The 59th International Billfish Tournament of Club Nautico de San Juan ended over the weekend, and the participants enjoyed some pretty good fishing. The 148 participating anglers — from eight countries — fishing aboard 43 boats released 102 blue marlin. That comes out to an average of 2½ blues per boat — not too shabby!
I’ve been fortunate enough to have fished the San Juan International, and during the 50th anniversary, in 2003, I won the big-fish prize by releasing a blue marlin before 8:30 a.m. on the first day. Since no one killed a fish during that event (it was the last year that you could kill a blue marlin in this tournament), I won a nice watch. I was fishing with my good friend Dr. Thomas Irizarry, and we had a great time, even though that was the only fish we saw in three days and had no idea that we had won anything! I offered to give the watch to Irizarry to pay some of the expenses, but he politely declined. He’s a good egg!

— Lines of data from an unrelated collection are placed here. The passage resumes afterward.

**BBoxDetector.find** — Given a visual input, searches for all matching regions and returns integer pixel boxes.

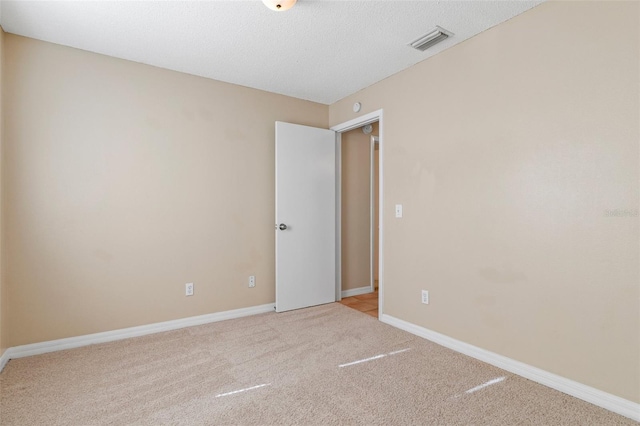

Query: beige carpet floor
[0,303,637,426]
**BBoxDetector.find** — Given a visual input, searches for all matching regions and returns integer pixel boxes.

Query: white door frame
[330,109,384,317]
[369,136,380,292]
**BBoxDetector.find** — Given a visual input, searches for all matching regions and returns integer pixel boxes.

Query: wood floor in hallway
[340,289,378,318]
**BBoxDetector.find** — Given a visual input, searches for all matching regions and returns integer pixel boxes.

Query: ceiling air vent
[409,27,453,52]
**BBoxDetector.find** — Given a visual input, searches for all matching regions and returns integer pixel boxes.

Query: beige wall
[329,2,640,402]
[341,129,371,290]
[3,34,328,347]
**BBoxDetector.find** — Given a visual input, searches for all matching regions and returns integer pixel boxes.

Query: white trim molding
[380,314,640,421]
[0,303,275,372]
[342,286,372,298]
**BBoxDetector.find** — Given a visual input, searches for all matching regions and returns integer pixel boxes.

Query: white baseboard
[342,286,371,297]
[0,303,275,372]
[0,349,9,373]
[380,314,640,421]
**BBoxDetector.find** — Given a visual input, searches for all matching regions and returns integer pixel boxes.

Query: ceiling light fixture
[262,0,297,12]
[409,26,453,52]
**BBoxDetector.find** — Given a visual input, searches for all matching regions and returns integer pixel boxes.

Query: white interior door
[275,121,336,312]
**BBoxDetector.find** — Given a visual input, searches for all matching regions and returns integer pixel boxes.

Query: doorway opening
[331,110,384,317]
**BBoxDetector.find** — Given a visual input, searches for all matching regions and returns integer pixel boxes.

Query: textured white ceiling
[0,0,543,104]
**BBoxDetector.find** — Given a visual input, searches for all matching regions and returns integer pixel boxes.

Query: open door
[275,122,336,312]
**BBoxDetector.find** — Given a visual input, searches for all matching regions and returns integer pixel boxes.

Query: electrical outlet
[396,204,402,218]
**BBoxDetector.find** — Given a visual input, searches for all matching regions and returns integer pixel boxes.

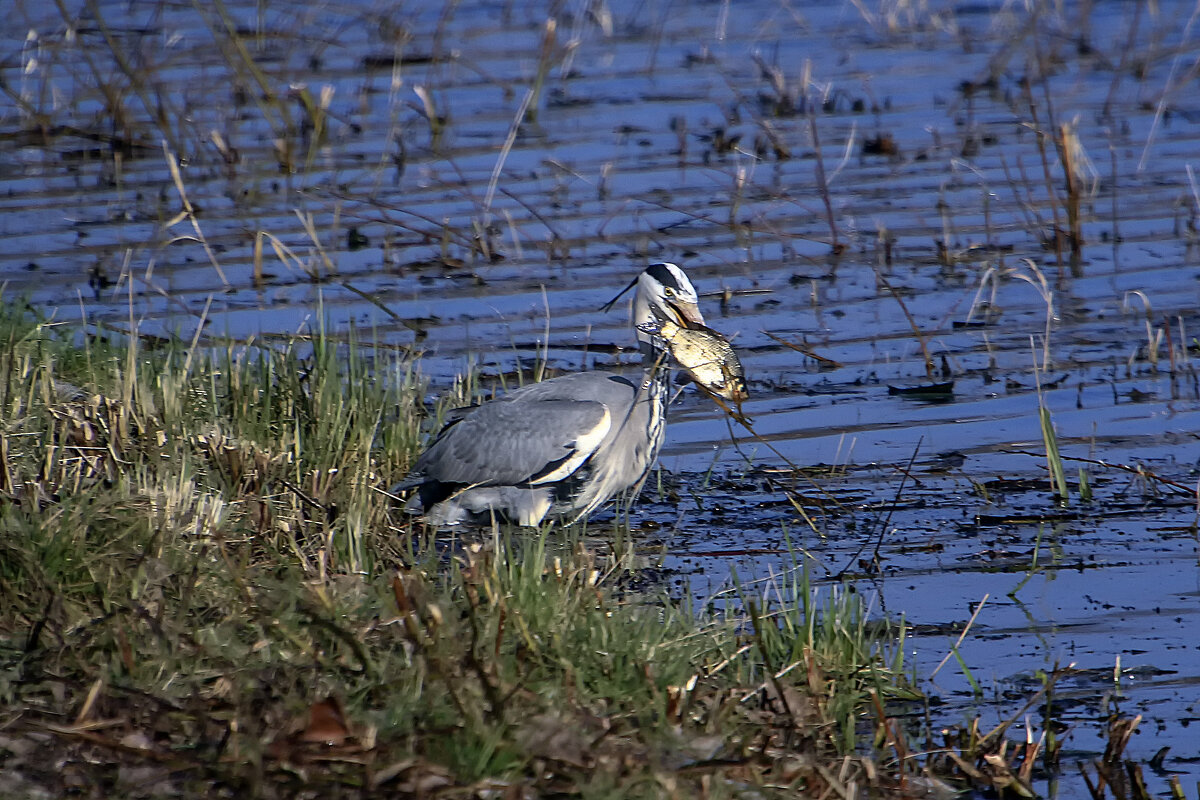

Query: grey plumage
[392,264,703,525]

The San Juan tournament is one of my favorites, because anyone with a rod and reel and $1,850 can show up and fish the event. You don’t need an entire team — just you and your rod. The tournament puts you on a different boat each day, and you get to fish your rod and lure where you want it in the spread. The entry fee pays for a ton of parties and dinners as well, so it’s really a great tournament for those of us without the megabucks that most prestigious events like this one require for entry. I reckon I’ll have to make it back down there this next year to hit the 60th!
The IBT is a well-orchestrated fishing competition that boasts nightly parties, a spectacular boat parade, a special ladies’ program, a shootout start past the famous El Morro Castle, an honorary jet flyover welcoming the fleet back to shore, and a tournament finale gala awards banquet, where more than 30 prizes are presented.
This year the tournament partnered up with the National Geographic Society in order to deploy several “critter cams” that will be showcased in an upcoming TV show. The IBT also welcomed professionals from The Billfish Foundation and the International Game Fishing Association. In fact, in addition to the six successful critter-cam deployments, several pop-up archival satellite tags were also placed in released blue marlin. Five tags placed in last year’s tournament have already been recovered. The tag recovered from farthest away was placed by the late Puerto Rican captain Mike Benitez. It popped up 4,776 nautical miles away, off the coast of Angola, Africa, nearly four months later.
If you think you can fish just one international tournament next year, I’d highly recommend a trip to San Juan!